78 ölü var ortada suçlu yok!
Kartalkaya'daki 78 kişinin yaşamını yitirdiği yangın faciasında şimdi de rapor kavgası başladı.
Önce otelin, Bolu Belediyesi tarafından yangına uygun raporu aldığı belirtildi. Belediye, bu raporun otele değil, 70 metrekarelik bir yemek bölümüne verildiğini açıkladı.
Bu raporun ardından ortaya çıkan başka bir raporda ise otelin işletmesinin bütün binaya yangın raporu almak istediği, belediyenin ciddi eksiklik bularak onay vermediği, ardından işletmenin sadece 70 metrekare için izin aldığı anlaşıldı.
Bolu Belediye Başkanı Tanju Özcan, onayın yalnızca kafe olarak işletilen bölüme verildiğini, tüm oteli kapsamadığını söyledi, iddiaları yanıtlamaya, gerekirse istifa etmeye hazır olduğunu belirtti. Belediye denetim yetkisinin kendisinde olmadığını ileri sürüyor, bu iddiaya karşılık, eksiklik varsa neden savcılığa bildirilmediği soruluyor. Savcılık ve müfettişler tarafından başlatılan soruşturma sürerken rapor kavgası da başladı.

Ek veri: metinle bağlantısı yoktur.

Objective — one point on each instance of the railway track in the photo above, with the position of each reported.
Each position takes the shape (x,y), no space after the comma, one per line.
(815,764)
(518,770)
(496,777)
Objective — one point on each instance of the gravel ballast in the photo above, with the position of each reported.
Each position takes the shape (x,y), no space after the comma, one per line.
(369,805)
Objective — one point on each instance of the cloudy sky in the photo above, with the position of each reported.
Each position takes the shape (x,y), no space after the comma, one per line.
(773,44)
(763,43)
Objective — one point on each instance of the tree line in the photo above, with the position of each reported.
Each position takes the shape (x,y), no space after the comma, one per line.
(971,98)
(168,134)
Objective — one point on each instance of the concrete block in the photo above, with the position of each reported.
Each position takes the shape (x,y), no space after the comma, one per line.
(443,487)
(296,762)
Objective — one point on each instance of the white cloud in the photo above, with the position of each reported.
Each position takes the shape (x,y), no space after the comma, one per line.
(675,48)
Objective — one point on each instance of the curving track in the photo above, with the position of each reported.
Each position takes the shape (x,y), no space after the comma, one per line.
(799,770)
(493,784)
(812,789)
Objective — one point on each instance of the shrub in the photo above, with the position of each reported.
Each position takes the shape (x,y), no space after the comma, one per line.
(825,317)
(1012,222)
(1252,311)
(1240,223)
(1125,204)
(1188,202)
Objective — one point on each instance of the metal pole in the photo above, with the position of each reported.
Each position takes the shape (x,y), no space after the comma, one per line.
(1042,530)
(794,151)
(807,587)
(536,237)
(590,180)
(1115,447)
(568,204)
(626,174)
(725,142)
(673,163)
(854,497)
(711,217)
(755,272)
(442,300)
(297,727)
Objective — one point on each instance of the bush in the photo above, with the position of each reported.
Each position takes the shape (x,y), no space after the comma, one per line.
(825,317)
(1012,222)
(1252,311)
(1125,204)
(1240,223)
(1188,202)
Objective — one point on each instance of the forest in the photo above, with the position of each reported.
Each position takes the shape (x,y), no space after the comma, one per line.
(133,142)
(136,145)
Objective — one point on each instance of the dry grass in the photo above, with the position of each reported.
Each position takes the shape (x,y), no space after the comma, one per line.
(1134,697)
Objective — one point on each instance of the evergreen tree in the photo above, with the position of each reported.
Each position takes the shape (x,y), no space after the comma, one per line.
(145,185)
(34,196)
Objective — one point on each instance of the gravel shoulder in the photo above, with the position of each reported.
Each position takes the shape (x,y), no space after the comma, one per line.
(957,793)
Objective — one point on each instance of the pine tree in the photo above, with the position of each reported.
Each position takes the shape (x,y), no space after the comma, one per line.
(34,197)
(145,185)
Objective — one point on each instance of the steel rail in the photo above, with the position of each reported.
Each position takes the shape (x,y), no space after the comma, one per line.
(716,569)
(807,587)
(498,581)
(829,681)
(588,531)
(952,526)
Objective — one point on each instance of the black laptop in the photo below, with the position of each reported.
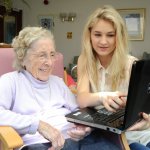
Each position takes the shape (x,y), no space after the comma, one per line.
(138,100)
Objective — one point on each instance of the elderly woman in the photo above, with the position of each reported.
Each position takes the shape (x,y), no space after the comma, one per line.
(35,103)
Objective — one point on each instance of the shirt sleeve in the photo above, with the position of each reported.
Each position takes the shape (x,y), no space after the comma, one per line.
(69,97)
(23,124)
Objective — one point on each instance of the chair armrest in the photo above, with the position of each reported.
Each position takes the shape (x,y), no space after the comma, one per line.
(9,138)
(124,142)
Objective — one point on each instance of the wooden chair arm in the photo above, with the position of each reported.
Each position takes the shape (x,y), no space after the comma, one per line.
(124,142)
(9,138)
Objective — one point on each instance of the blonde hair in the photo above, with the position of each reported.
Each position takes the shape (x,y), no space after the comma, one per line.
(89,65)
(23,41)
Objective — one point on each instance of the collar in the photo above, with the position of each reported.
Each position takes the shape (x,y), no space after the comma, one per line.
(35,82)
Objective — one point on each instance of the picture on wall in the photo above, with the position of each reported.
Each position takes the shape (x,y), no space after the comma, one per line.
(134,19)
(46,21)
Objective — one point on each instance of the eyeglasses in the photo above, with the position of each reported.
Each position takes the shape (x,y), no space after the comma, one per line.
(43,56)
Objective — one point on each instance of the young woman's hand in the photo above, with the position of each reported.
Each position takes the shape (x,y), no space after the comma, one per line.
(143,124)
(113,101)
(79,132)
(52,134)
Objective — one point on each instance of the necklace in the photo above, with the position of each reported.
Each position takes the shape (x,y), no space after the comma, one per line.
(40,94)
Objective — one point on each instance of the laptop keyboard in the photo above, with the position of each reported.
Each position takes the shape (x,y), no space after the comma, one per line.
(112,118)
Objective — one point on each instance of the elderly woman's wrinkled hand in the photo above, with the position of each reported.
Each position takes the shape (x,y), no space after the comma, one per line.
(52,134)
(113,101)
(79,132)
(143,124)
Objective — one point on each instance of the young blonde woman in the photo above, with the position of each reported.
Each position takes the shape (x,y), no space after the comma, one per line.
(104,67)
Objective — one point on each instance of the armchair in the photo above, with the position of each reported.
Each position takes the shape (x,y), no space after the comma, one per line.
(9,138)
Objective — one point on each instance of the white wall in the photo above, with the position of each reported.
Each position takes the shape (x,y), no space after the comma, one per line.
(72,47)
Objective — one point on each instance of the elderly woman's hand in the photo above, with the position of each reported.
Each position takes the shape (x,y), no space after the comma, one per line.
(113,101)
(143,124)
(79,132)
(51,134)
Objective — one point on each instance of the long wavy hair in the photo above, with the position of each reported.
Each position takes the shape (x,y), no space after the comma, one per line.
(117,65)
(23,41)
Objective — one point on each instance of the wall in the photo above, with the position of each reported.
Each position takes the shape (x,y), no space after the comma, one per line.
(72,47)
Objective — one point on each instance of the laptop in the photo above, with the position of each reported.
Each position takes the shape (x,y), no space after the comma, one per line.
(138,101)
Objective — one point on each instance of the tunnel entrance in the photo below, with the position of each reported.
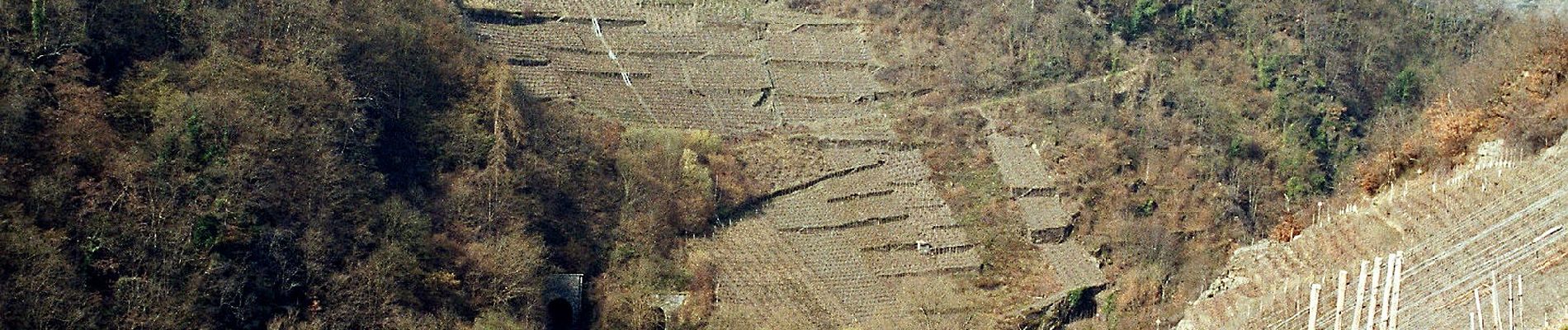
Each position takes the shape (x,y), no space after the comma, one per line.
(564,296)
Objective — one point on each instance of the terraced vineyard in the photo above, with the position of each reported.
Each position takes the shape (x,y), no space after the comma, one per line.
(852,219)
(1481,246)
(730,68)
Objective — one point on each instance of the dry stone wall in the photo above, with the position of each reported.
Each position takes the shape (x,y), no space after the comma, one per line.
(1433,252)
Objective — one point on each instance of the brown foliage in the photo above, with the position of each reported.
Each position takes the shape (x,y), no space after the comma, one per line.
(1510,92)
(1286,230)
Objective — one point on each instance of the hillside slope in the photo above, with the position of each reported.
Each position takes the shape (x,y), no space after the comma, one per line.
(1495,224)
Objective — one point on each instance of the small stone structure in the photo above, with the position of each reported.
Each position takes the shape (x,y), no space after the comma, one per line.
(1046,219)
(564,290)
(668,305)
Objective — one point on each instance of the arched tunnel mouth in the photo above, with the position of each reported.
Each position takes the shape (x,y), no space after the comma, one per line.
(560,314)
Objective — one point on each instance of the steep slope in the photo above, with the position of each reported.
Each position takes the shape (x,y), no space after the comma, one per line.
(1491,227)
(850,223)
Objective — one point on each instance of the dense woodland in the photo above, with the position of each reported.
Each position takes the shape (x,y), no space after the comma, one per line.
(348,165)
(281,163)
(1226,124)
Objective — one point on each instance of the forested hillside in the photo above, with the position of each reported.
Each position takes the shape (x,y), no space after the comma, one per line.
(281,163)
(1188,127)
(371,165)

Bu konuda asıl konuşması gereken ve otellerin denetimiyle görevli Kültür ve Turizm Bakanı Mehmet Nuri Ersoy ilk gün yaptığı iki dakikalık açıklamadan sonra sırra kadem bastı.
Yapılan araştırmalarda otel faciasında gerekli önlemlerin alınmasının maliyeti sadece 1 milyon TL olarak hesaplandı. Gecelik 30 bin TL talep edildiği otelde bu fiyat odabaşına sadece 6 bin TL maliyete denk geliyordu. Yani oda başına bir gecelik ücretin yüzde 20'siyle tedbir alınsaydı felaket önlenebilirdi.
Tabi bunu yapmayan müessese değil yaptırmayan denetim mekanizması kusurlu. Otelin eski olması, bir yangın sensörünün odalara konulmasına ya da her koridora birkaç yangın söndürme tüpü koyulmasına engel değildi.
Hadi diyelim işletme sahibinin gözünü daha çok para kazanma hırsı kaplamış. Bakanlık neden böylesi önemi tesislerdeki rutin kontrollerini yapmıyor ve gerekli uyarıları hatta cezaları uygulamıyor. Asıl sorumlu bakanlık görevlileri ne iş yapmış, nasıl bir denetim yapmış bugüne kadar o otelde.
İnsanların hayatları, bakanlık yetkililerinin ve kamu görevlilerin birkaç gün avantadan tatil yapmasından daha mı önemliydi vicdansızlar…
Bu tür olayların yaşanmaması için iş yeri sahipleriyle birlikte bu olaylarda imzası bulunan ve eksiklikleri görmezden gelip onay veren her bir görevliden hesap sorulmalı ki benzer facialar yaşanmasın.
Yıllardan beri biz küçük Anadolu şehrinden 'denetim, denetim, denetim' diye haykırıyoruz lakin günün sonunda her kurum suçu başkasına atarak işin içinde sıyrılma hikayelerini tekrar tekrar izlemek zorunda kalıyoruz. Olan masum vatandaşa ve yakınlarına oluyor.
Kamuda denetim ve disiplinin yeniden tesisi için herkes imzasından sorumlu olmalı ve yaşanan aksaklıklar sonunda da hesabını vermeli. Yoksa daha biz çok can kayıplı facia izlemeye devam edeceğiz.